Acrary is not 100% reliable

Discussion in 'Strategy Building' started by es175, Feb 21, 2007.

  1. It is not neccessary , you can just classify one behavioural pattern and stay out if it is not present . Most likely you are not big enough to need to classify every move. Crabel is a good foundation .
     
    #41     Feb 7, 2008
  2. man

    man

    the space? the server? can't be much ...
     
    #42     Feb 8, 2008
  3. Basically that's what I have already done.
    Over the past 6 months I worked on building a data/pattern mining framework to see if I can get any statistically significant patterns that may predict (to some extent) a type of the next day. My conclusion is that it is not possible.
    The only marginally useful thing I have found is that there are some conditions/patterns that predict the targeted behavior is not likely to be present next day. It reduces number of trades and increases hit rate. But that's not enough to build a consistently profitable model.

    Then I moved to intraday price analysis, and I'm still there to test ideas. Nevertheless, I have already built trend-following model that produces better than random (edge test) results over the years (out of sample actually).

    Next thing I have tried to build a complementary model for my trend model. A counter-trend or range-bound trading model, but so far no success. It may be I have exhausted my imagination and cannot think of any useful way to code up a counter-trend or range-bound entry.

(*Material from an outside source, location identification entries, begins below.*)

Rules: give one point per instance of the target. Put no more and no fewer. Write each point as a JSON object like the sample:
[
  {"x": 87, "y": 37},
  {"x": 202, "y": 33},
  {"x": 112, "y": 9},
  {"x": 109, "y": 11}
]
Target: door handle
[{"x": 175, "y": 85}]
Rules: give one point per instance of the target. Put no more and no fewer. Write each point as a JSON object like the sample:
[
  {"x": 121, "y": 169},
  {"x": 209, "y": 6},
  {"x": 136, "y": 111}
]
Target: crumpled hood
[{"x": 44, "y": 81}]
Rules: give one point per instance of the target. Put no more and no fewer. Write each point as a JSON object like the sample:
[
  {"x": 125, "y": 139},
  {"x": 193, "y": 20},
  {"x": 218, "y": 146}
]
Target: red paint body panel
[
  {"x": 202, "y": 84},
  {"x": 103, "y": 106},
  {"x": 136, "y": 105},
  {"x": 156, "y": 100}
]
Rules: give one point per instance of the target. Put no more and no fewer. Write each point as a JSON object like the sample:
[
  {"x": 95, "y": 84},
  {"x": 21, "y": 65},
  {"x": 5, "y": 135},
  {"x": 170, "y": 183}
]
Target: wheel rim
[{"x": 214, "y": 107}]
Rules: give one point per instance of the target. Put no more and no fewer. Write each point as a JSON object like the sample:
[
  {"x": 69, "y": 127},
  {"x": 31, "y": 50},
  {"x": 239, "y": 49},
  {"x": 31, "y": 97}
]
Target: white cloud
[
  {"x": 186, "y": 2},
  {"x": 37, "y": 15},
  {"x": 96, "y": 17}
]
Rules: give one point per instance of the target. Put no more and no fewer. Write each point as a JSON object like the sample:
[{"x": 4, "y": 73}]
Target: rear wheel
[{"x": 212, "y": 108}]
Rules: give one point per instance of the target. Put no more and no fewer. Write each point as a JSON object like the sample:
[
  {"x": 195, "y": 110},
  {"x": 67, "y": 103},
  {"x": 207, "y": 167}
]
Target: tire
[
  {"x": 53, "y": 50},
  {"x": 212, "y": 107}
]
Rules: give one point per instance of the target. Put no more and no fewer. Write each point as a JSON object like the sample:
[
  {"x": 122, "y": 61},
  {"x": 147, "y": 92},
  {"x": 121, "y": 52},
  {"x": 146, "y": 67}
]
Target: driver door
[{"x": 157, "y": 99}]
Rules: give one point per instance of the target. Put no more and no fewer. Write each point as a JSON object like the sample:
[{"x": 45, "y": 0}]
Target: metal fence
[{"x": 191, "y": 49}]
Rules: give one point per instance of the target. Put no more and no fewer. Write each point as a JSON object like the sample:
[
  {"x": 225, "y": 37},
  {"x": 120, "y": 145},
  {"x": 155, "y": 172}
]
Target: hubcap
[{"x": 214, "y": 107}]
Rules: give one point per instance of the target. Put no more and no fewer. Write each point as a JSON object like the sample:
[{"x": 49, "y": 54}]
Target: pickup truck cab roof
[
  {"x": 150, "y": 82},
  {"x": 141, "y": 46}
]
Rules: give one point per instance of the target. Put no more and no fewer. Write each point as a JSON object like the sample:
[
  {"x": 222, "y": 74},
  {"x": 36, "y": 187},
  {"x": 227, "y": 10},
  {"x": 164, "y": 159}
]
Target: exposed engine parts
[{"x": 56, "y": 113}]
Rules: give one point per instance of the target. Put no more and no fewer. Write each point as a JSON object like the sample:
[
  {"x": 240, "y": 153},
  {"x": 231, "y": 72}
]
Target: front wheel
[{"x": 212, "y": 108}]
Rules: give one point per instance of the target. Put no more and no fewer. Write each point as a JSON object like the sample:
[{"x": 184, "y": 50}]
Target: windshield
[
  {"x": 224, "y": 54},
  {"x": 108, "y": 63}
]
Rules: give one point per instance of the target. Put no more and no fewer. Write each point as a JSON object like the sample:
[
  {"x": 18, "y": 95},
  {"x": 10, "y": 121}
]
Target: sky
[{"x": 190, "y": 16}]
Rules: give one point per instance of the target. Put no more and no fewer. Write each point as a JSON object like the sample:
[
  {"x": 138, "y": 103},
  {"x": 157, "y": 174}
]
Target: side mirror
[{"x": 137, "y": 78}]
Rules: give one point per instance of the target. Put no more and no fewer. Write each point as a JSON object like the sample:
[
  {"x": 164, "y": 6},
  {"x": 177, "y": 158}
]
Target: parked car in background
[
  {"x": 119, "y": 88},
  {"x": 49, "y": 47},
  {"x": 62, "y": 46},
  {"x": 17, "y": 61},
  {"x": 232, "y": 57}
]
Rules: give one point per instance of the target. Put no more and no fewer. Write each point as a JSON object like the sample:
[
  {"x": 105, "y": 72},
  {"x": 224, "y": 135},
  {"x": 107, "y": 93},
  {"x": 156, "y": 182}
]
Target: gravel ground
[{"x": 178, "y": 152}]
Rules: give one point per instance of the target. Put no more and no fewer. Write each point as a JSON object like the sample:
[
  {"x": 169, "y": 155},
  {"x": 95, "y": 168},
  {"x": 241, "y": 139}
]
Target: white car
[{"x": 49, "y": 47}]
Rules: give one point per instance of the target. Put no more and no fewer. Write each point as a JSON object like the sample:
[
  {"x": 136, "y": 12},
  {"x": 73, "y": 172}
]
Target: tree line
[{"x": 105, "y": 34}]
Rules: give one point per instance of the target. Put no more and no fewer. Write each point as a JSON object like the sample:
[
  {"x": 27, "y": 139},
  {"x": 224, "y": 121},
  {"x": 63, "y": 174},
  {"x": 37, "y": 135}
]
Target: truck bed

Or it may be that I have never tried to trade these concepts. My previous experience was with trend-following only.
     
    #43     Feb 8, 2008
  4. alpha60

    alpha60

    some posts of no_pm_please might provide some ideas ...
     
    #44     Feb 8, 2008
  5. alpha60

    alpha60

    dear dario, you are a lazy, no-post fellow ...
     
    #45     Feb 8, 2008
  6. Cutten

    Cutten

    There is no drag with using a % of your capital to size bets. The drag when you have a winner followed by a loser (or vice versa) is offset by the reduced losses when you have a string of losers, and the increased profits if you have a string of winners.

    If you use a fixed nominal sum, then you end up trading excessive size after a losing steak, and trading too small after a winning streak. This increases the risk of blowups and reduces the benefits from compounding - both of which have a huge influence on results over the long-term.

    Conclusion - unless you want increased blowup risk and a lower average compound annual rate of return, it is better to bet a fixed % of capital on your trades, not a fixed nominal sum.
     
    #46     Feb 8, 2008
  7. Cutten

    Cutten

    How does the optimal position sizing method for a trader have anything to do with what a hypothetical boss thinks of it, or "trading as an engineer" - whatever that means. Why discount the effect of strings of winners? It affects your results and you will get them just as surely as you get strings of losers. And don't forget that the "drag" works in reverse when you get a string of losers. Are you telling me that if your account falls 30%, you are still going to be betting the same size as beforehand?

    Betting using fixed nominal sums seems logically inconsistent. At some point you are going to scale up size because your capital has increased (or reduce size if you have losses) - otherwise you would still be betting the same size when your account is up 10 fold. So you basically end up sizing bets as a % of capital anyway, just with an intervening period where you completely arbitrarily vary your position size (and thus risk) as a % of capital. It seems illogical to ignore account size for an arbitrary period, and then all of a sudden take it into account. If account size is a key determinant of the optimal bet size (which it clearly is), then that is true at all times and on all trades. Your past trading results have no bearing whatsoever on what the optimal bet is for the trade you are facing now - the optimal bet size is purely dependent on the risk, reward, win rate of the trade and so on as it stands now. Your past results are irrelevant to the correct bet size at the present time, otherwise you would be advocating that two people with identical capital, identical views on the utlity of money, identical views on risk preference, and facing the same trade, should trade massively different size, purely based on their past results. That doesn't seem to make any sense.

    Why size based on prior capital rather than current capital, why trade more size as a % of capital after drawdowns, why trade lower size as a % of capital after a winning streak? Why should identical traders take completely different position sizes when facing identical trades?

    Betting a fixed nominal sum seems to have multiple drawbacks and no benefits.
     
    #47     Feb 8, 2008
  8. Great post.

    That's what I meant when I said you only need to learn one system, or modality of trading ... what that will do is begin to show you how to classify the other types of markets ... but remeber, you do not have to, to succeed as a trader, or to make money.
     
    #48     Feb 8, 2008
  9. I'm afraid the opposite of the above would be Also true, at least some of the times. :)
     
    #49     Feb 8, 2008
  10. Cutten

    Cutten

    What's your reasoning to back up this claim?

    Your conclusion would indicate that two traders, identical in all respects (risk preference, capital, methods etc) would be obliged to bet hugely differing amounts on exactly the same trade in some situations. This is completely irrational.